Main issue: The question of  power

                If we summarize, we can say the following: As one thinks on the practice of federalism in Cyprus, the most important point, which should not be forgotten is that the bourgeois federalism is not a vehicle for the solution of the national or ethnic problems. Federalism is more a specific form of practice of the political power on the level of the regional or the provincial administration. Different political preferences and differences of the socio-cultural development between the provinces can be removed, through the central federal state and the extreme centralization of the political power and through a strong structure. In the concrete situation of Cyprus, the question of state and the power depends on one hand on the elimination of the influences of imperialism and neocolonialism and the abolishment of the military bases from the island. On the other hand it depends on how the internal main issue, the question of nationalities will be solved.
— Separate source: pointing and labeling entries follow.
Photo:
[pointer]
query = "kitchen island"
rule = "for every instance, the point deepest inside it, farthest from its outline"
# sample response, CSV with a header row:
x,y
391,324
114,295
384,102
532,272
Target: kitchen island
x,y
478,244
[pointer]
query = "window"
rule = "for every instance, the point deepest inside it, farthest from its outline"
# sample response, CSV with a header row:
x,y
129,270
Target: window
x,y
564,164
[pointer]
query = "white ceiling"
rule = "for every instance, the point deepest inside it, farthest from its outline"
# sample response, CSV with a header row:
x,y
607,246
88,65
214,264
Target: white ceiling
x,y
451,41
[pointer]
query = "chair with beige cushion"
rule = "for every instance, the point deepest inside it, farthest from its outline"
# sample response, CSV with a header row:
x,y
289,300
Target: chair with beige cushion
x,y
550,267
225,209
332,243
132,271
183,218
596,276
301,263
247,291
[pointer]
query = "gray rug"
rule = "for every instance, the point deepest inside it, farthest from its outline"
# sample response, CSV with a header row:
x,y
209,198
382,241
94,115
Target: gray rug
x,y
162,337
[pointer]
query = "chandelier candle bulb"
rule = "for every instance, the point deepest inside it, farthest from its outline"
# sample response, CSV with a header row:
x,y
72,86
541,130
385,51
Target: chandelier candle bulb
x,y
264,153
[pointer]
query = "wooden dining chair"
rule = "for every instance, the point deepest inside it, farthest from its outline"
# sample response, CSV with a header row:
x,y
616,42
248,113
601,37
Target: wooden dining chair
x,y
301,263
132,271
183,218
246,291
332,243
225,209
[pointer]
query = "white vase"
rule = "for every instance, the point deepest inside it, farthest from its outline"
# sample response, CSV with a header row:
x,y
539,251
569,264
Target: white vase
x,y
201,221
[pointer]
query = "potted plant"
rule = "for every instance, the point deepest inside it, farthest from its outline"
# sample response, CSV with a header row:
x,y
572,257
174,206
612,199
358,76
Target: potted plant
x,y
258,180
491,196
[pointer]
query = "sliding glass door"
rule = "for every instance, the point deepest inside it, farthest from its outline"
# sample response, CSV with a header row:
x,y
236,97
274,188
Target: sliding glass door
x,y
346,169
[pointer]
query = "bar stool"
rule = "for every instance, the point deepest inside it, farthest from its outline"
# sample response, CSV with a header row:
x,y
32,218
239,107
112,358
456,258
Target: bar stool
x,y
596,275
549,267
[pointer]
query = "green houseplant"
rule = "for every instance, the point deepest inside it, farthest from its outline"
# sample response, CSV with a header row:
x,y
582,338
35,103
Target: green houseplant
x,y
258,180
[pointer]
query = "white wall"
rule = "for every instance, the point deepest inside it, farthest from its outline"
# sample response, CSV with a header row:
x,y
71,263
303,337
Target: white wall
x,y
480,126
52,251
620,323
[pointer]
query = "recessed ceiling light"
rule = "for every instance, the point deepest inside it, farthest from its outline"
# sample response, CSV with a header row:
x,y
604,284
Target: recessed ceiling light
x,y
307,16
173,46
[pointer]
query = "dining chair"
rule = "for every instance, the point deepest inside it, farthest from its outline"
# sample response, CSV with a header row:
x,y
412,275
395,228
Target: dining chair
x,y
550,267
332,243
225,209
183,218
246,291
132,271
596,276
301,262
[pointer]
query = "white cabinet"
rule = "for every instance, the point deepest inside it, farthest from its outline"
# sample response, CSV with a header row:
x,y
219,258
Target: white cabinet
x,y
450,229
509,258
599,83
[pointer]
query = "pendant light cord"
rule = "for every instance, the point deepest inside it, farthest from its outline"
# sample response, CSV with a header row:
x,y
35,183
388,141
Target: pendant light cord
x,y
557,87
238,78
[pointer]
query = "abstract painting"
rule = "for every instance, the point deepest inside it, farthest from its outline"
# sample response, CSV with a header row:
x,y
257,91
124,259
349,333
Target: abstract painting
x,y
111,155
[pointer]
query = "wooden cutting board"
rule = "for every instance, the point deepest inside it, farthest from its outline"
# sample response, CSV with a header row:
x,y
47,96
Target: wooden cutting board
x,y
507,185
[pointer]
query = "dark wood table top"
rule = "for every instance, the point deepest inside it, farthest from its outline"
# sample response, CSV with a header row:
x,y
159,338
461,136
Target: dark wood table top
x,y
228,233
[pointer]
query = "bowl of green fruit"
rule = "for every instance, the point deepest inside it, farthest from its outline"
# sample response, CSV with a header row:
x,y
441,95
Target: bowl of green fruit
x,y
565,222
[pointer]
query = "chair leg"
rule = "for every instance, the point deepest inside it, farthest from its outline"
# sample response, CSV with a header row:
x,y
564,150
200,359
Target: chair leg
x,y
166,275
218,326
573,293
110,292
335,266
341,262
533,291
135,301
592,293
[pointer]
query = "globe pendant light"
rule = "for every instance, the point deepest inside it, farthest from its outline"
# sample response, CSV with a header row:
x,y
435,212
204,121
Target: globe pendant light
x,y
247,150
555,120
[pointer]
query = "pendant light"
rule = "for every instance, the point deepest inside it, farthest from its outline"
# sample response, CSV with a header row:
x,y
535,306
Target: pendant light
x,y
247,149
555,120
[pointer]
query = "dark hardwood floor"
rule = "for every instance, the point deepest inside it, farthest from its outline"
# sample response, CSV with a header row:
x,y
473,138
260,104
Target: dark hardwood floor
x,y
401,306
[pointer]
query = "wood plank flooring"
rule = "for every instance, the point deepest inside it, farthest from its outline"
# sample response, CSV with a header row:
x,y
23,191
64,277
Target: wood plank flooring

But again the determining factor is not the national differences between the main two ethnic communities living in Cyprus, but the class struggle in the country and on the international level. This has to be underlined. As the bourgeois circles argue, the question is not "which community will govern which one?", but it appears as "which class will have the power in its hand on the whole of the island".


Reference Source:
Federalism in the Federal Republic of Germany (in German),  Informationen zur politischen Bildung, Heft: 204/1984, Bonn.


(The original English version of this study was read on 10-11 February 1990 in a conference, organized by the bi-communal Movement for an Independent and Federal Cyprus, at the Ledra Palace Hotel in the buffer-zone of Nicosia. The Turkish translation of the same study was published in Yeni Düzen daily newspaper on 2 and 3 February 1990.)